My DS was referred to SALT through the Health V but as you are already seeing the GP I'm sure it wouldn't matter which. There can be a (very) long waiting list for this, around 6 months!! Best to get a referral now as you can always cancel it if things improve.

mummycanhandleit · 14/03/2011 16:53

My son had some of the same issues, he is now in P1 and he got referred to the Occupational Therapy and they have said there are sensory issues there. Maybe this is another route you could go down. The picky eater, not seeming to hear you call him etc was some of the diagnosis.
Also, he can not tolerate loud noises etc. There is a good site I referred to before I went to see the OT so that I was prepared for the meeting and I printed off and high lighted all different sensory problems that he had and had his teacher go through another one to see what she saw as well. The OT said it was a great help to the diagnosis. The best site that I found on sensory problems was www.sensory-processing-disorder.com/sensory-processing-disorder-checklist.html
It's long but worth the reading.
Good Luck xxx Wink

mummycanhandleit · 14/03/2011 16:55

Sorry me again, I would also ask the teacher to refer your son to see the Educational Psychologist. Apparently, this is one of the best things that my son's nursery did. Every referral that comes from nursery is apparently bumped up the cue but if you wait until P1 you right at the back waiting months if not years.
I hope this helped

dolfrog · 14/03/2011 17:00

skidd

The list of issues you listed tend to have multiple co morbid underlying deficits or disorders.
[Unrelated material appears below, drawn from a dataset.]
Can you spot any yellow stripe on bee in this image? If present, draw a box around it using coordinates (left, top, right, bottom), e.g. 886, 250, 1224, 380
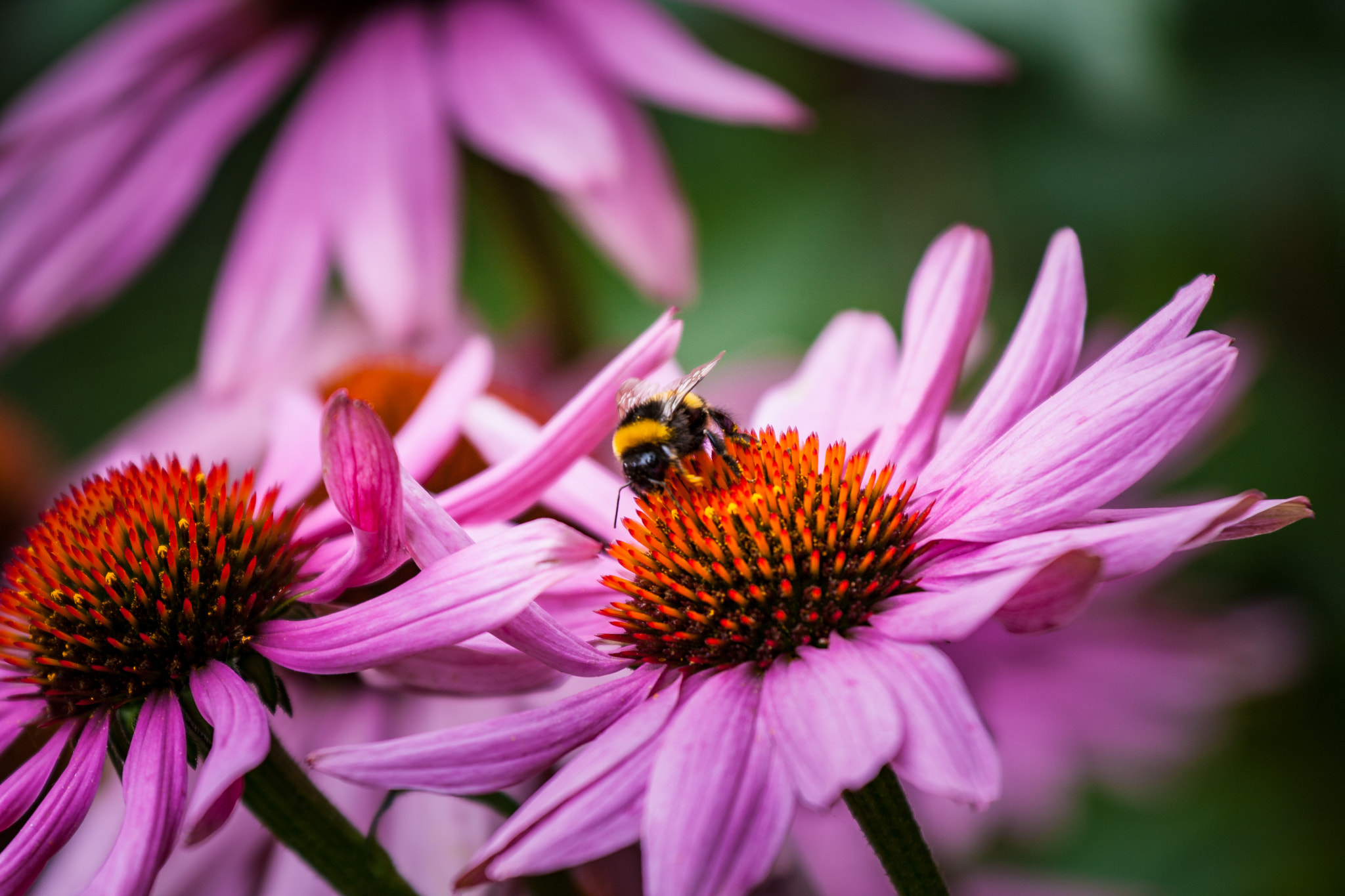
612, 419, 672, 457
There is one disorder or disability which is common to most of those you listed and that isAuditory Processing Disorder (APD), which is a listening disability, or not being able to process what you hear.

This would be the cause of his not processing what you say to him.

Those who only have APD have problems processing verbal conversations, and verbal instructions, and processing all other sound based information. On a good day when our coping strategies are working, (lip reading, reading body langauge) we are able to cope as if we have no communication disability, but on a bad day when we are not able to process what we hear can become very isolated.

skidd · 14/03/2011 17:40

thanks mummycanhandleit - good idea to go through school too. Have a parent consultation next week so will ask then

dolfrog - that leaflet is really interesting - From reading the adult leaflet I think I might have (mild) APD too! I have always wondered why I could never hear when there was background noise and everyone else could - perhaps that is the reason... which I guess would make DS's chances of having it greater too...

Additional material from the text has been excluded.